The inverse approach (see Holliday 1977; Greenlaw and Johnson 1983; Dalen and Kristensen 1990) combines backscatter model estimates of echo amplitude from individual organisms, with acoustic data collected at discrete frequencies to estimate length-based abundances of insonified targets. Previous use of the inverse approach to estimate length-based abundances of commercial fish species is limited. This can be attributed to the traditional use of nets when sampling commercial fish populations, to the restricted availability of multifrequency echosounders, to the lack of realistic backscatter models of fish, and to logistic constraints of low frequency sound sources. The inverse approach has traditionally been applied in combination with frequencies near the resonance scattering region. Resonance backscatter amplitudes are typically stronger than any other echoes received from a biological target. We were interested in combining the inverse approach with geometric scattering frequencies used by fisheries scientists and the KRM backscatter model.

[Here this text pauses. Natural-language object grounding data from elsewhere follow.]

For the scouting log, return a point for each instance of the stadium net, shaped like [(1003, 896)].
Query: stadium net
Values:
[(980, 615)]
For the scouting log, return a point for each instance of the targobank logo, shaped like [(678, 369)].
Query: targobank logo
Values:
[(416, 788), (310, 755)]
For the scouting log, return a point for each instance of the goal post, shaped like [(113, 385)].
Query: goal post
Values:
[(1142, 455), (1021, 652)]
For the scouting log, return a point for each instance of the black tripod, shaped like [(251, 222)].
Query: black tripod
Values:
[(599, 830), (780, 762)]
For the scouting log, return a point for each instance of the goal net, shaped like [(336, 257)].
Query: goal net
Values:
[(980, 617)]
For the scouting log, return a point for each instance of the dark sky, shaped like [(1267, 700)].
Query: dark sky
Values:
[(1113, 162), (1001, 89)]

Simulated population densities and length-frequency distributions were based on size and abundances of Threadfin shad (Dorosoma petenense). Using the KRM model we calculated the total backscatter for our simulated populations and then used the inverse approach to estimate abundances and lengths in specified length-classes.
We found that when using geometric scattering frequencies the ability to predict accuracy of inversion results was not intuitive. Judicious choice of frequency and length classes that maximized the range of scattering amplitudes used in inverse simulations resulted in the most accurate total and within length class abundance estimates. The diagram below highlights optimum three and five frequency reference scattering matrices.

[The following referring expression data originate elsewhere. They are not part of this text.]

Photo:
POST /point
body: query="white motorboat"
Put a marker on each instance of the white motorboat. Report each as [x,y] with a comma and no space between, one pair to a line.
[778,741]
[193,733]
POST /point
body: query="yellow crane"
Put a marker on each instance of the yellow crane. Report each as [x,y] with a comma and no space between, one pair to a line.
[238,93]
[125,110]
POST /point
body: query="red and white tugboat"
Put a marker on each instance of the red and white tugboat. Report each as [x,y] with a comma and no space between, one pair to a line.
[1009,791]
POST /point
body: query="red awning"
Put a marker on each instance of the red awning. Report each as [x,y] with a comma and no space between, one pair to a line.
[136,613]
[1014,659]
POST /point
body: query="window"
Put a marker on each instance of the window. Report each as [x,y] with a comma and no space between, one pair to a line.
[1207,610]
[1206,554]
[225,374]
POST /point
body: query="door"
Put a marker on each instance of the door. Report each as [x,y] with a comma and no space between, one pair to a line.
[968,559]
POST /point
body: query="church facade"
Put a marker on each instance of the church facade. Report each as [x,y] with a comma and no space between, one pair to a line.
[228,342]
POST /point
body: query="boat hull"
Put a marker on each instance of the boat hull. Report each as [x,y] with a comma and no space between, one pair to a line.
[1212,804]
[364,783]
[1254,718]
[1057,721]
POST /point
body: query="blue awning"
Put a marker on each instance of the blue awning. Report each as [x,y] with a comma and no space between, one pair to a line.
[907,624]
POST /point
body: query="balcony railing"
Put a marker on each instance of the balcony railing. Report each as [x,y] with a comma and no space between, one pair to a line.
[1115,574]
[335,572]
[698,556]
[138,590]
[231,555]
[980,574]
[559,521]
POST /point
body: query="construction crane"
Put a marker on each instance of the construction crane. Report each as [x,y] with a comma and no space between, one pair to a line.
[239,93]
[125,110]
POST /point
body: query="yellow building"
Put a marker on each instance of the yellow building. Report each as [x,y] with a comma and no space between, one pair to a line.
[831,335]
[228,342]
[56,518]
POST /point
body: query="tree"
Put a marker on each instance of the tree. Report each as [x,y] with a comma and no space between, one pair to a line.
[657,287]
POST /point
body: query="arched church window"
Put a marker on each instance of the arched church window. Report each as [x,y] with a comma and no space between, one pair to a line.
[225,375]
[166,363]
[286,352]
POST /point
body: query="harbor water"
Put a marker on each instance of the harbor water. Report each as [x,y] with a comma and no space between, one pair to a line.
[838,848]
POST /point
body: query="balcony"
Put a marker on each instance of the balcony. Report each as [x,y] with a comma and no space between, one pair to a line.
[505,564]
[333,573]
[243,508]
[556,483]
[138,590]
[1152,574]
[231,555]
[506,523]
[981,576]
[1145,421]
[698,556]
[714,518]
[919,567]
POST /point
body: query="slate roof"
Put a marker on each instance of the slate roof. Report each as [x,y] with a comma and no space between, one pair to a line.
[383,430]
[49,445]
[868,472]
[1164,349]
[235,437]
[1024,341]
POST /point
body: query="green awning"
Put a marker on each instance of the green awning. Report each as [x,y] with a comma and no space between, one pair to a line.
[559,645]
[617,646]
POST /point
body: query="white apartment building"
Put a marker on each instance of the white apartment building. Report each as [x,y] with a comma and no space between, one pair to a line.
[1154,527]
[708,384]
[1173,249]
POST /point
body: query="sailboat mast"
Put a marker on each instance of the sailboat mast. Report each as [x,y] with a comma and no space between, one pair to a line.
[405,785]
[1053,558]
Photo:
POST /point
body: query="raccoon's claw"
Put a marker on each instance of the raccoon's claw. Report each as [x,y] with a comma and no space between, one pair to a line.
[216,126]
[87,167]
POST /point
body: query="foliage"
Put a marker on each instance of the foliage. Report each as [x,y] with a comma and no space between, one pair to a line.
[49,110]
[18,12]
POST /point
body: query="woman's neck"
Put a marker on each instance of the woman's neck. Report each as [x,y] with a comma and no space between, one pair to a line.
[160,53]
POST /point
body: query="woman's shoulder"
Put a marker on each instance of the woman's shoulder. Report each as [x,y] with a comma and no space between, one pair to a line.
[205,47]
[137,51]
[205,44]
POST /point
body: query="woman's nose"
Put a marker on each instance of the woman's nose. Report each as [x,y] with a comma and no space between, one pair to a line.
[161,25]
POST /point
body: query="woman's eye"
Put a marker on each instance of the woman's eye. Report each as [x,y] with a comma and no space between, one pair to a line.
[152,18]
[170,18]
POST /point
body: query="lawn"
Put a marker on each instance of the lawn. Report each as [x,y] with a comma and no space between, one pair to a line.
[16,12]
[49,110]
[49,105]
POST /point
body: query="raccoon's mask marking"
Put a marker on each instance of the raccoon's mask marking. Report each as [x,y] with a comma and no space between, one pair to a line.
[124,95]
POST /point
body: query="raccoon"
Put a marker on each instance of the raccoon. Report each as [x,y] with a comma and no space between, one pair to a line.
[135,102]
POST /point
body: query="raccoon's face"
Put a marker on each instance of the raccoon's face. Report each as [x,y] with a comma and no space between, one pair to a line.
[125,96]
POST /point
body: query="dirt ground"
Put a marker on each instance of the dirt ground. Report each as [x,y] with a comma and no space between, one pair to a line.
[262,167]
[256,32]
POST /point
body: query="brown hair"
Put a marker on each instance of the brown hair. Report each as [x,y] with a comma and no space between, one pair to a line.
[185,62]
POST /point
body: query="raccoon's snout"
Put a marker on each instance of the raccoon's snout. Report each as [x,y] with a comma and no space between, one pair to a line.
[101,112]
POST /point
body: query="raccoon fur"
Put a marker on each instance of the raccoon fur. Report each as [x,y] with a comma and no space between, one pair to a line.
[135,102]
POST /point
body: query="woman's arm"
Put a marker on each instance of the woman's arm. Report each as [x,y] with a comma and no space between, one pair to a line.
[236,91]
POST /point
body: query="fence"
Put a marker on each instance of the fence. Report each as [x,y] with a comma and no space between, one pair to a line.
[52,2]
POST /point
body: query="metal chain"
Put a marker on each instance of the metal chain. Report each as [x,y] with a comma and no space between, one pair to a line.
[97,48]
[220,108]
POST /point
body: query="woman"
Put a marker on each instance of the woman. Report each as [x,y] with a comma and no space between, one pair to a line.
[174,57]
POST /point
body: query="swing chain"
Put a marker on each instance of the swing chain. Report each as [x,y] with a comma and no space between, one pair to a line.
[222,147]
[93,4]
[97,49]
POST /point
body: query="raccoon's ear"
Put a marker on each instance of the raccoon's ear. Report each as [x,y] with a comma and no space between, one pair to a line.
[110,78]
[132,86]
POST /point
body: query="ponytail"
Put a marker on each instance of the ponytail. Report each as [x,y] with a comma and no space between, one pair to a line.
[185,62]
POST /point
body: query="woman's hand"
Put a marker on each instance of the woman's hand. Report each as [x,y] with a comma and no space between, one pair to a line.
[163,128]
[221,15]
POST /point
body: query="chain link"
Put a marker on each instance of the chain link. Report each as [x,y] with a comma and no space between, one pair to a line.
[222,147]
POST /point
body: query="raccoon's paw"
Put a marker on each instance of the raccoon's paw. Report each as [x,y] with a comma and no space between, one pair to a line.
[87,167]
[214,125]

Plots are reduced scattering lengths (i.e. echo amplitude standardized by fish length) plotted as a function of fish length over acoustic wavelength. Points on the plots are used as reference points in inverse calculations. Both plots are examples of even-determined problems. The number of length classes is set equal to the number of frequencies. All inverse simulations that resulted in the most accurate abundance estimates encompassed a near-maximal range of backscatter amplitudes, minimized the amount of overlap among reference scattering points, and maximized the number of 'features' defined on the theoretical backscatter curve. Three reference values (local minimum or maximum and two inflection points) are the minimum number of points needed to denote a feature.

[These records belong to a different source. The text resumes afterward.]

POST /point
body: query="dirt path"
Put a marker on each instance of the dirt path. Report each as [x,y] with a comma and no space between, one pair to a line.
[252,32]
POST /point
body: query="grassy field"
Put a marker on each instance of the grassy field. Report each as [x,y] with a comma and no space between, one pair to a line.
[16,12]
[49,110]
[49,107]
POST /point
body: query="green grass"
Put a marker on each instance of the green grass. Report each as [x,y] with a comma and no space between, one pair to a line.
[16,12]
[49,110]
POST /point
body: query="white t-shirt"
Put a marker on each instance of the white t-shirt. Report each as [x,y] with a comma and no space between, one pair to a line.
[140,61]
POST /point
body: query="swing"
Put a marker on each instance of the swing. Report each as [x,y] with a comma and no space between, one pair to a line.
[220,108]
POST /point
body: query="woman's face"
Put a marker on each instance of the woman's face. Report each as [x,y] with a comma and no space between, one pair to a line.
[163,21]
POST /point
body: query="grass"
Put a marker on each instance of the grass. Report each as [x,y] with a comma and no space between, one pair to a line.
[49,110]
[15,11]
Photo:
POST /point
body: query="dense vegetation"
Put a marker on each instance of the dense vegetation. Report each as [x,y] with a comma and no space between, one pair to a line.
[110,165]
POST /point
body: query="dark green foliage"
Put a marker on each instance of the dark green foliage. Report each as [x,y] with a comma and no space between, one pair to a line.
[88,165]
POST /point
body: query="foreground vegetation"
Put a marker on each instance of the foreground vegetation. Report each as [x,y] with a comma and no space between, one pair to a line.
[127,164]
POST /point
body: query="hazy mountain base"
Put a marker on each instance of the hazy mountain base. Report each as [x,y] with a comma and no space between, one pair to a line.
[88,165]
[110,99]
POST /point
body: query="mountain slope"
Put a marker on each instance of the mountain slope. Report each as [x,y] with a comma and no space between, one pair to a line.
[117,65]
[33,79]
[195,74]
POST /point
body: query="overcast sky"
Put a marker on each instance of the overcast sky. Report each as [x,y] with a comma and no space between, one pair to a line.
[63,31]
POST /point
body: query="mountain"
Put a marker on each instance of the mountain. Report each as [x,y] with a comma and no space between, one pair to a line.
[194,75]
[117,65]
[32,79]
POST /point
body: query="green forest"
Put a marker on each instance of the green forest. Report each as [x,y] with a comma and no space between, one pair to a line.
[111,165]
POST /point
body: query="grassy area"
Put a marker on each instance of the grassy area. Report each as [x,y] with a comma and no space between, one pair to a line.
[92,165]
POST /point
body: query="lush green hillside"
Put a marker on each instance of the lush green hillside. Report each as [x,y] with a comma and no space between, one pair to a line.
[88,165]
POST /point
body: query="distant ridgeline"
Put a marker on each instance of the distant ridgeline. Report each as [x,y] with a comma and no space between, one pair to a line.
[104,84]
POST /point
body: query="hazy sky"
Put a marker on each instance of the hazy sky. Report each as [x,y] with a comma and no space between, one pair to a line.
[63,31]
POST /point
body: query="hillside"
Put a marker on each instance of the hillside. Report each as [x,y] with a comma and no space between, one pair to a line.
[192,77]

Inversion calculations overestimated total abundances by a maximum of 38% and underestimated total abundance by a maximum of 27%. Total abundance deviation index values were consistently low for all frequency and length-class combinations. Within length-class threadfin shad abundance estimates were inconsistent and less accurate than total abundance estimates. Increasing the number of frequencies and length-classes used in an inverse simulation did not guarantee more accurate abundance estimates.